While out to breakfast while the informant was visiting me in Los Angeles, I asked her if there were any particular rituals or traditions drawn from Asian cultures that she has incorporated into weddings in the past. She responded by describing tea ceremonies, which she has commonly incorporated in the weddings of individual’s having a Chinese cultural background.
“In a tea ceremony, the parents of the bride and groom are called up to the altar. Together, the bride and groom prepare a cup of tea for each parent. The mothers and fathers then each take three sips of the tea, after which they sit back down. I’m not entirely sure why it is important that they take only three sips, but traditionally that is how it’s done.”

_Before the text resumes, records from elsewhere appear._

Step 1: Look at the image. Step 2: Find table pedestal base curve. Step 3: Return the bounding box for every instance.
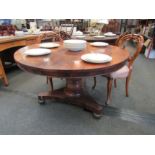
[38,78,103,115]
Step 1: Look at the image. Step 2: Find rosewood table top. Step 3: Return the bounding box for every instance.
[14,43,129,77]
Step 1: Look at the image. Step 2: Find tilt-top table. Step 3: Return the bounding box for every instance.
[14,43,129,116]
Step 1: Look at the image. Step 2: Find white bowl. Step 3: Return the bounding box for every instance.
[64,39,86,51]
[15,31,24,36]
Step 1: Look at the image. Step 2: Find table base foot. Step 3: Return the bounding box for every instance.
[38,89,103,116]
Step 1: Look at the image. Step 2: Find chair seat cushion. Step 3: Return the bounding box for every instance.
[110,65,132,79]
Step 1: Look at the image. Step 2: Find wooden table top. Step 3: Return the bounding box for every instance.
[14,43,129,77]
[0,31,53,44]
[72,34,119,42]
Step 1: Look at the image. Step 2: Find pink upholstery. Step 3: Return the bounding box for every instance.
[110,65,132,79]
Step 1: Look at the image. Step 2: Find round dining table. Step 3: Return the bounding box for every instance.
[14,43,129,117]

My first question after hearing of this tradition was, “How do they boil water at the altar?” To which the informant responded, “Typically a kettle has been heated somewhere behind the scenes, and it is brought out for the bride and groom. Really all they have to do is pour the tea into a cup and serve it to their parents.” This ceremony seems to represent the newlyweds demonstrating their gratitude to their parents for all that they have done, as a wedding marks the transition at which an individual’s spouse now has more responsibility for taking care of that person than do his or her parents. It is also a way for the bride and groom to let the parents know that they will take care of them in the future as old age approaches. While the informant was unsure of the reason that the parents take only three sips of the tea, examining this tradition with a comparative lens that takes into account a broad range of folklore shows that many folk traditions come in repetitions of threes. This often dates back to the Christian doctrine of the Trinity defined by the Father, the Son, and the Holy Spirit. It also removes the awkwardness that would arise if one of the parents took a great deal of time to finish drinking the entire cup of tea while the entire audience had to sit and wait for them to be done, as three sips can be taken much more quickly and at the same speed by all parents.